O trânsito testava a minha sanidade mental. Não eram nem oito horas da matina e já me encontrava preso num engarrafamento. Pensava numa garrafa de café, em pães de queijo e na resenha. Apenas a música me redimia. Mais ou menos. Ouvia pelo rádio uma versão ao vivo do Michael Mcdonald, antigo vocalista do The Doobie Brothers, desafinando reiteradas vezes ao cantar “What a fool believes”. Simplesmente, não conseguia atingir as notas mais altas. Dentre tantas sacanagens reservadas pela senectude aos seres humanos, sucedia o endurecimento das cordas vocálicas, que estorvava os falsetes e os agudos.
Enquanto me aborrecia com os derrapadas vocais do icônico cantor norte-americano, notei a presença de uma dupla que conversava do outro lado da rua, sob a cobertura metálica de um ponto de ônibus. Era um homem velho e um rapaz. Senti um imediato banzo de saudade. A aparência do velhote lembrava meu pai: magricelo, nariz adunco, estatura mediana, cabelos lisos e levemente grisalhos, camisa listrada de mangas longas, cuja extremidade inferior estava enfiada dentro da calça de gabardine, meias sociais pretas e o tênis multicolorido destoando de tudo. Espalhafatoso e comovente. Nada que fosse da minha conta, obviamente.
O moço aparentava 30 anos, era branco, gorducho e parecia auxiliar o senhorzinho na leitura do QR Code que estava fixado numa pilastra, o qual informava os destinos e os horários que os coletivos encostavam naquela parada. Em tese, o idoso não conseguia fazer sozinho o manuseio do tal dispositivo com o smartphone e teria pedido ajuda ao estranho. Acreditar nas pessoas eram aquele tipo de tolice que os velhos faziam. Em dado momento, o rapagão arrancou o telefone das suas mãos e escapou correndo ladeira abaixo. O velhinho esboçou uma reação, ensaiou perseguir o farsante, mas acabou tropeçando nas próprias pernas e se estatelando na calçada. Duas mulheres que saíam de uma drogaria ajudaram-no a se recompor.
Teria descido do meu possante para acudir o sósia de papai, ou mesmo para perseguir o larápio covarde.

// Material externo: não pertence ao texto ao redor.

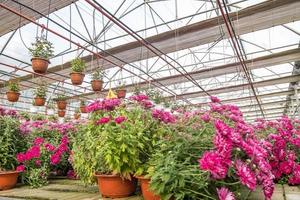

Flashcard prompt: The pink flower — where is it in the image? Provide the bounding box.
[217,187,235,200]
[44,143,55,151]
[210,96,221,103]
[199,151,231,179]
[17,153,26,163]
[96,117,110,125]
[34,160,42,167]
[115,116,126,124]
[200,113,210,123]
[16,165,25,172]
[33,137,44,146]
[235,160,256,190]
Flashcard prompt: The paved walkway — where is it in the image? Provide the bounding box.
[0,179,300,200]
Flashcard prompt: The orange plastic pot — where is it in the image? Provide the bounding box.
[58,110,66,117]
[80,106,86,113]
[56,100,67,110]
[34,97,46,106]
[74,113,80,119]
[116,89,126,99]
[0,171,19,190]
[95,174,137,198]
[70,72,85,85]
[91,80,103,92]
[31,58,50,74]
[6,91,20,102]
[137,176,160,200]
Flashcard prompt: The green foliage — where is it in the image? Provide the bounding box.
[0,116,26,171]
[29,36,54,60]
[34,85,48,98]
[7,80,20,92]
[71,57,85,73]
[148,117,215,200]
[92,68,105,80]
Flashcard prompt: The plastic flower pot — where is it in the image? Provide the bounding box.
[34,97,46,106]
[6,91,20,102]
[0,171,19,190]
[91,80,103,92]
[116,89,126,99]
[95,174,137,198]
[70,72,85,85]
[56,100,67,110]
[74,113,80,119]
[80,106,86,113]
[58,110,66,117]
[137,176,160,200]
[31,58,50,74]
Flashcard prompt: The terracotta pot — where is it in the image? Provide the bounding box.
[95,174,136,198]
[116,89,126,99]
[6,91,20,102]
[74,113,80,119]
[91,80,103,92]
[31,58,50,74]
[56,100,67,110]
[0,171,19,191]
[80,106,86,113]
[137,176,160,200]
[58,110,66,117]
[70,72,85,85]
[34,97,46,106]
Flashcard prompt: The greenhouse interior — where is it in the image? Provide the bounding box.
[0,0,300,200]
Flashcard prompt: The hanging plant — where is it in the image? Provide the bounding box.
[58,110,66,117]
[34,85,47,106]
[55,94,68,110]
[29,36,54,74]
[6,80,20,102]
[116,81,126,99]
[74,108,80,119]
[91,69,104,92]
[70,57,85,85]
[80,101,86,113]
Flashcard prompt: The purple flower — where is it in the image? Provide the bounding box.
[115,116,126,124]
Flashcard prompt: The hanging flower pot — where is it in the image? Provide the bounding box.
[34,97,46,106]
[6,80,20,102]
[137,176,160,200]
[0,171,19,191]
[6,91,20,102]
[58,110,66,117]
[31,58,50,74]
[91,80,103,92]
[95,174,136,198]
[34,85,47,106]
[74,113,80,119]
[29,36,53,74]
[56,100,67,110]
[116,89,126,99]
[70,57,85,85]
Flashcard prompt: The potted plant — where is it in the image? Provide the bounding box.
[34,85,47,106]
[80,100,86,113]
[0,116,25,191]
[74,108,80,119]
[55,94,67,110]
[116,81,126,99]
[57,110,66,117]
[73,99,144,198]
[6,80,20,102]
[91,69,104,92]
[70,57,85,85]
[29,36,53,74]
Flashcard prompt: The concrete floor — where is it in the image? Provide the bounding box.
[0,179,300,200]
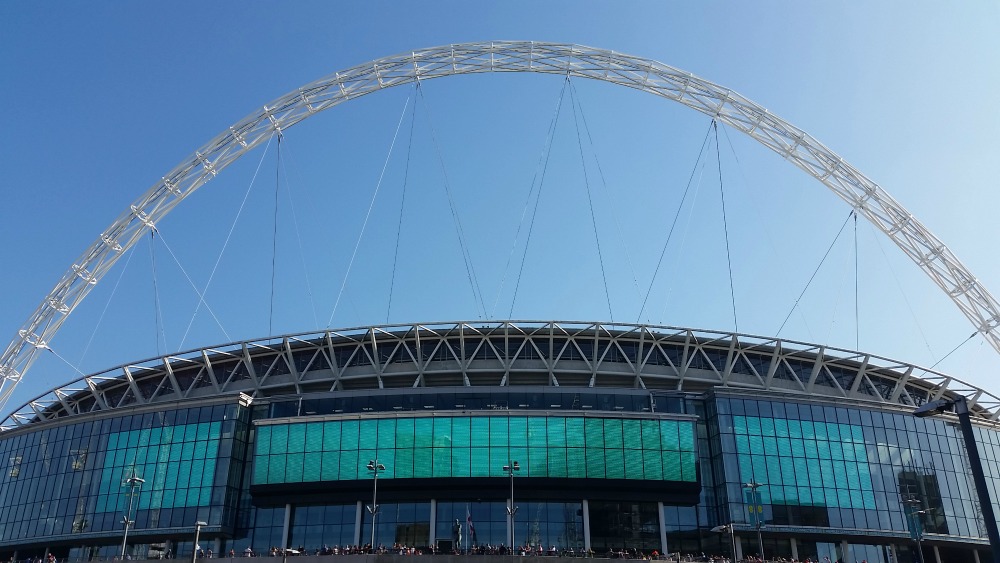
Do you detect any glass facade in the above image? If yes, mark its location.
[253,414,697,485]
[0,388,1000,563]
[0,402,247,556]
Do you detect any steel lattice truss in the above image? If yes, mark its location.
[0,321,1000,430]
[0,41,1000,409]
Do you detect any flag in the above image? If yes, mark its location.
[465,504,476,545]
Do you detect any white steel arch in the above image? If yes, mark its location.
[0,41,1000,410]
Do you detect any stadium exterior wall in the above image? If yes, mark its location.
[0,322,1000,562]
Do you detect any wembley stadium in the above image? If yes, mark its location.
[0,41,1000,563]
[0,322,1000,561]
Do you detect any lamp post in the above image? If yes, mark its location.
[365,459,385,553]
[503,460,521,555]
[913,396,1000,563]
[122,467,146,561]
[191,521,208,563]
[743,478,767,561]
[903,497,927,563]
[712,522,736,562]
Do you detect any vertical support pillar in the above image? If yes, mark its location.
[281,504,292,547]
[656,502,670,553]
[427,499,436,549]
[354,500,365,545]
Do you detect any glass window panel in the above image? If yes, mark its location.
[320,452,340,481]
[585,448,607,479]
[470,448,490,477]
[546,418,566,448]
[566,448,587,478]
[392,448,413,479]
[323,421,340,452]
[508,416,528,447]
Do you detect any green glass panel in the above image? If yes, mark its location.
[433,448,452,477]
[267,455,285,483]
[253,455,270,485]
[471,450,490,477]
[285,454,304,483]
[528,416,548,448]
[642,450,663,481]
[527,447,549,477]
[490,416,508,450]
[451,417,472,448]
[507,416,528,447]
[490,446,520,477]
[305,422,323,452]
[642,420,661,451]
[471,416,490,448]
[434,418,452,450]
[577,448,607,479]
[660,451,684,481]
[451,448,472,477]
[622,419,642,450]
[320,452,340,481]
[624,448,642,479]
[510,447,528,477]
[583,418,604,448]
[376,418,397,451]
[413,448,434,478]
[604,418,620,452]
[340,420,361,452]
[566,448,587,478]
[546,448,569,477]
[413,418,434,450]
[340,450,360,481]
[357,444,376,479]
[604,448,620,479]
[546,418,566,448]
[763,436,778,456]
[302,452,323,481]
[393,448,413,479]
[358,419,379,450]
[323,421,340,452]
[681,452,698,483]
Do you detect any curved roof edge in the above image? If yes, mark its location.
[0,321,1000,431]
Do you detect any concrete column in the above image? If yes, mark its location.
[281,504,292,547]
[427,499,437,546]
[354,500,364,545]
[656,502,670,553]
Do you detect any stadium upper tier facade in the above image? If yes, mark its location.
[0,322,1000,562]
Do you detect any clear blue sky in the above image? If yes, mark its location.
[0,1,1000,418]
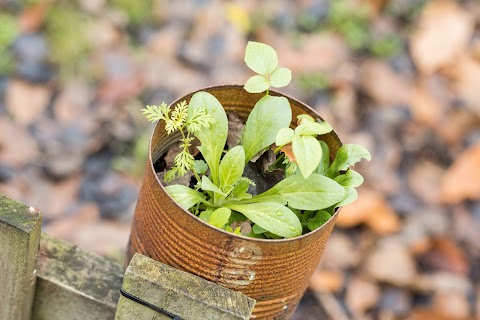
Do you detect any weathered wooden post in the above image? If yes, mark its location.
[32,234,124,320]
[0,194,42,320]
[115,254,255,320]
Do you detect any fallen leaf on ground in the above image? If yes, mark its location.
[336,188,401,234]
[365,238,417,286]
[405,308,474,320]
[360,60,412,105]
[310,269,345,293]
[422,237,469,276]
[408,160,444,204]
[448,55,480,115]
[440,143,480,204]
[345,277,380,315]
[5,80,52,124]
[410,0,474,73]
[0,117,38,167]
[409,83,446,127]
[433,292,471,319]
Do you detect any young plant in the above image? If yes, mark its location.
[143,42,370,238]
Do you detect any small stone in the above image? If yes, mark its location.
[379,287,412,316]
[364,238,417,286]
[12,33,53,82]
[0,117,39,168]
[80,172,138,219]
[345,277,380,315]
[433,292,471,319]
[0,164,15,183]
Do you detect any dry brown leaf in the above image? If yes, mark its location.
[405,308,474,320]
[449,55,480,115]
[5,80,52,124]
[337,188,401,234]
[345,277,380,314]
[409,83,446,127]
[410,0,474,73]
[423,237,469,276]
[0,118,38,167]
[310,269,345,293]
[360,60,412,105]
[433,292,471,319]
[440,143,480,204]
[408,160,443,204]
[364,237,417,286]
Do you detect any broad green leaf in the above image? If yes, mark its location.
[335,188,358,208]
[270,68,292,88]
[243,75,270,93]
[230,180,252,200]
[252,224,267,234]
[219,146,245,193]
[297,114,315,123]
[245,41,278,75]
[315,140,330,176]
[275,128,295,146]
[295,121,333,136]
[333,169,363,188]
[292,134,322,178]
[328,144,372,178]
[242,96,292,162]
[193,160,208,174]
[202,176,227,197]
[251,173,347,210]
[229,211,247,222]
[165,184,206,210]
[188,91,228,184]
[208,208,232,229]
[224,202,302,238]
[198,210,213,222]
[307,210,332,231]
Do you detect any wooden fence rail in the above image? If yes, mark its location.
[0,194,255,320]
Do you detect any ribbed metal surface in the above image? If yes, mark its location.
[128,86,341,320]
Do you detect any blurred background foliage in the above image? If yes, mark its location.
[0,0,480,319]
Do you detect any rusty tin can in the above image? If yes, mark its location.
[127,85,341,320]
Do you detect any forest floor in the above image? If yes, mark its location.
[0,0,480,320]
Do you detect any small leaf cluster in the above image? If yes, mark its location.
[142,101,213,181]
[244,41,292,94]
[143,42,370,239]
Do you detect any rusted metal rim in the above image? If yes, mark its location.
[148,85,342,244]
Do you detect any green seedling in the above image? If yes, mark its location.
[143,42,370,239]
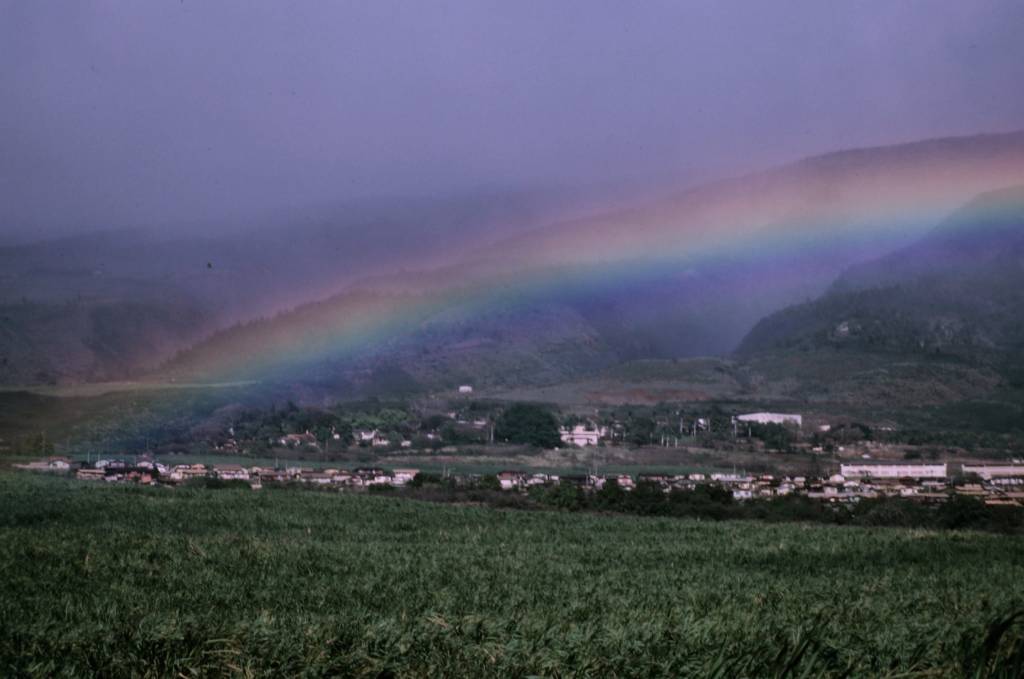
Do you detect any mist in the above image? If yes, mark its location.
[0,0,1024,242]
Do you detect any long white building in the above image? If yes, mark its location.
[840,462,947,478]
[736,413,804,427]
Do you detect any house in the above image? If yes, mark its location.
[498,470,526,491]
[391,469,420,485]
[168,464,206,481]
[735,413,804,427]
[356,429,391,448]
[75,469,106,481]
[14,458,71,471]
[840,462,947,478]
[558,424,607,448]
[278,431,316,448]
[213,465,249,481]
[352,467,392,485]
[301,471,331,485]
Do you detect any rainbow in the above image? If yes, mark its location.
[162,134,1024,381]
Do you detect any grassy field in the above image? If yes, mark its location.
[0,472,1024,677]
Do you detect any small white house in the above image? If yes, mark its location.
[840,463,947,478]
[559,424,605,448]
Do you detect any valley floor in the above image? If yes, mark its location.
[0,472,1024,677]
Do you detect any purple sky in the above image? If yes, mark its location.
[0,0,1024,240]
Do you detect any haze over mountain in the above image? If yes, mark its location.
[6,0,1024,401]
[739,184,1024,372]
[161,133,1024,395]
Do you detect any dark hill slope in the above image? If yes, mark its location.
[738,188,1024,383]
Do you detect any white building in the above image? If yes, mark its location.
[840,462,947,478]
[736,413,804,427]
[559,424,606,448]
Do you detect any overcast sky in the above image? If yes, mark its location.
[0,0,1024,241]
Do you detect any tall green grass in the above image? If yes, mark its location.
[0,473,1024,677]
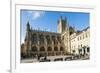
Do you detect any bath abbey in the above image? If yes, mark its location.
[21,16,90,62]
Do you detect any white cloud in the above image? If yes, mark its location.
[28,11,45,20]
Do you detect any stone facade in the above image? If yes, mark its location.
[21,17,90,57]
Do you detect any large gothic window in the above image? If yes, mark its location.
[54,47,58,51]
[39,34,44,44]
[46,35,51,44]
[60,47,64,51]
[32,46,37,52]
[32,34,37,44]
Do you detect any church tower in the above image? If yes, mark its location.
[57,16,67,33]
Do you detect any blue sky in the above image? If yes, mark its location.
[20,10,89,43]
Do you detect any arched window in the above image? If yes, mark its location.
[54,47,58,51]
[40,47,45,51]
[32,34,37,44]
[47,47,52,51]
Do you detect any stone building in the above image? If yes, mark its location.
[21,17,90,58]
[70,27,90,55]
[21,17,69,57]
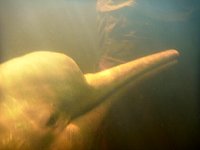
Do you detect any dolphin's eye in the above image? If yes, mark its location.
[46,113,59,127]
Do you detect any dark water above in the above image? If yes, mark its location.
[0,0,200,149]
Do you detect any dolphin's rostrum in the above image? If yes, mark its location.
[0,50,179,150]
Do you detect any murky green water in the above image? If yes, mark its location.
[0,0,200,149]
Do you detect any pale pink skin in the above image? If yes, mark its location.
[0,50,178,150]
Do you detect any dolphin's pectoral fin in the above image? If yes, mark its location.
[0,50,178,150]
[50,50,178,149]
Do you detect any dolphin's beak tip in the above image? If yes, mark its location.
[169,49,180,57]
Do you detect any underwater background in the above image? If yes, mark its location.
[0,0,200,150]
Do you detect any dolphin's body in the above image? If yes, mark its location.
[0,50,178,150]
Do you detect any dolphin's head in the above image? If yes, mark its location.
[0,50,178,150]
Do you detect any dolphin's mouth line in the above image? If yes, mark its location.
[70,50,179,122]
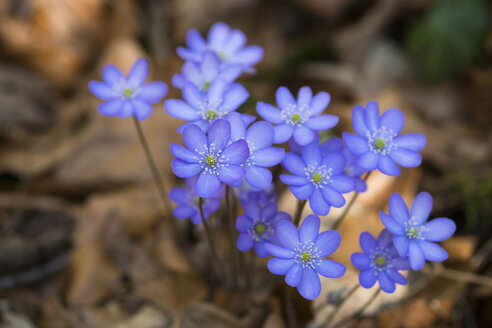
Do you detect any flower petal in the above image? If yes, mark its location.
[195,172,220,197]
[276,221,299,250]
[314,230,342,257]
[297,267,321,300]
[315,259,346,278]
[265,256,295,275]
[285,263,303,287]
[422,218,456,241]
[410,191,432,225]
[164,99,201,121]
[299,215,320,244]
[171,159,202,178]
[379,108,405,134]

Entretanto, a sinalização de trânsito informava que era proibido parar ou estacionar naquela avenida. A despeito da placa do departamento de mobilidade urbana, eu continuava irremediavelmente imóvel na hora do rush. Ainda era cedo, mas já me sentia amofinado o bastante para querer dar marcha a ré e voltar para casa como um vencido. Não tinha volta. Molengas como eu precisam aceitar isso.
Havia uma infinita fila de veículos enfileirados até o próximo semáforo. Dava para ver os motociclistas exasperados se arriscando, se espremendo nos corredores entre os carros, escoiceando como animais os retrovisores. Perto da faixa dos pedestres, artistas de rua e vendedores ambulantes defendiam seus trampos. Uma ambulância pedia passagem pela saúde de um pobre diabo. Um sujeito serpenteava entre os veículos com uma bolsa de colostomia pregada no abdome, puxando a camiseta para o alto cima e esfregando o polegar contra o dedo indicador. A economia do país tava uma merda.
Sentimentos de fúria e de melancolia atropelavam-me. Pensei novamente no meu velho, naquele dia em que fora assediado, ludibriado e roubado por um casal de malandros dentro de uma agência bancária. Não dava para conversar com estranhos, muito menos, para confiar neles. O dia estava com aquela cara safada de segunda-feira. O trânsito estagnara. O sol rachava a moleira dos transeuntes. O Michael McDonald, quem diria, rateava, dava um migué, fugia dos agudos.
Se papai estivesse vivo, ele diria “nada acontece por acaso, meu filho”. São em coisas assim que os tolos acreditam. Embora, nem sempre, consigam transferir tais tolos ensinamentos para os seus descendentes tolos. C’est l avie.